Understand the Problem
The question is asking for the derivative of the function ax, which is a basic differentiation problem in calculus. The approach to solve this involves applying the power rule of differentiation.
Answer
The derivative is $a$.
Answer for screen readers
The derivative of the function $f(x) = ax$ is $a$.
Steps to Solve
- Identify the function to differentiate
The function we want to differentiate is $f(x) = ax$, where $a$ is a constant.
- Apply the power rule
The power rule states that if $f(x) = x^n$, then the derivative $f'(x) = n \cdot x^{n-1}$. In our case, we can rewrite $f(x)$ as $f(x) = a \cdot x^1$.

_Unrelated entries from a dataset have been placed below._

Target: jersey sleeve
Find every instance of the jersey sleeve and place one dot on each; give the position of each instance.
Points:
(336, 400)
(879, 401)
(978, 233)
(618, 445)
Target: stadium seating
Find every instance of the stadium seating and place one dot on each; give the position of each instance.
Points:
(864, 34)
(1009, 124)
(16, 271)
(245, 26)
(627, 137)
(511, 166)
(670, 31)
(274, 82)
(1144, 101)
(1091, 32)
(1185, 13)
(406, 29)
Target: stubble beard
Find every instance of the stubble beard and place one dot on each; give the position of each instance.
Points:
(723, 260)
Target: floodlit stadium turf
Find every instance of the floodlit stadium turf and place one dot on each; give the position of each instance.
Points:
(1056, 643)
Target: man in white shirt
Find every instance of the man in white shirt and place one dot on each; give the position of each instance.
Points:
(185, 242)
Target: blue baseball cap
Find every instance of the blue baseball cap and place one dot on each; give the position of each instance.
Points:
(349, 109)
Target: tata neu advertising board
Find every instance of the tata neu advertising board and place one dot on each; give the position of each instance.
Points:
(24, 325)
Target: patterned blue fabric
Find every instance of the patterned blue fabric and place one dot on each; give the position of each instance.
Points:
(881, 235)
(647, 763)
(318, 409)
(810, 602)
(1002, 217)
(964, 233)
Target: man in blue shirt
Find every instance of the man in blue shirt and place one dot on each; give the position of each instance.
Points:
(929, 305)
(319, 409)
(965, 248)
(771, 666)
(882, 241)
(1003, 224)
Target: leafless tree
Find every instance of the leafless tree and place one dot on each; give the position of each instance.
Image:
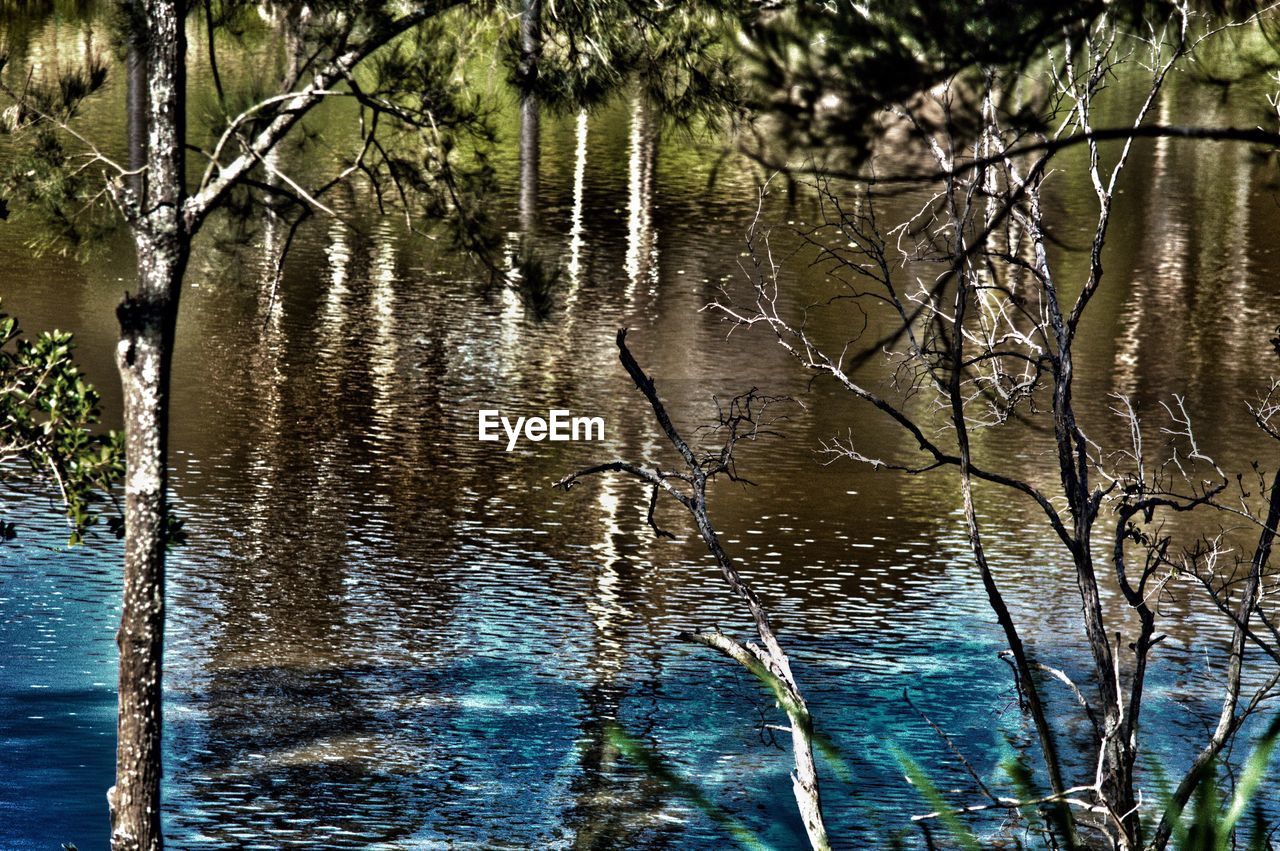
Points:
(988, 342)
(740, 420)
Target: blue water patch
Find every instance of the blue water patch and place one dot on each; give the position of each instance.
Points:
(58, 620)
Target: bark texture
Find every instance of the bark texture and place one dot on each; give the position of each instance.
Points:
(144, 358)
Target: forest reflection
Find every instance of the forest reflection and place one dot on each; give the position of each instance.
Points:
(391, 635)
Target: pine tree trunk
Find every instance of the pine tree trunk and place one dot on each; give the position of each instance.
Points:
(144, 356)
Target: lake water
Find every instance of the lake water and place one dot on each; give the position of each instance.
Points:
(384, 634)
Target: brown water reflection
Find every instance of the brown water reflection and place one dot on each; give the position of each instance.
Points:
(385, 634)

- Differentiate using the power rule
By applying the power rule, the derivative of $f(x) = a \cdot x^1$ becomes:
$$ f'(x) = 1 \cdot a \cdot x^{1-1} = a \cdot x^0 = a $$
- Conclude the result
The derivative of the function $f(x) = ax$ is simply $a$.
The derivative of the function $f(x) = ax$ is $a$.
More Information
This result illustrates a fundamental concept in calculus. The derivative of a linear function with a constant coefficient is simply that constant. This principle is widely applied in various fields, such as physics, engineering, and economics.
Tips
- Confusing coefficients with variables: Remember that 'a' is a constant, so the derivative simplifies directly.
- Misapplying the power rule: Ensure the format of the function aligns with the conditions of the power rule.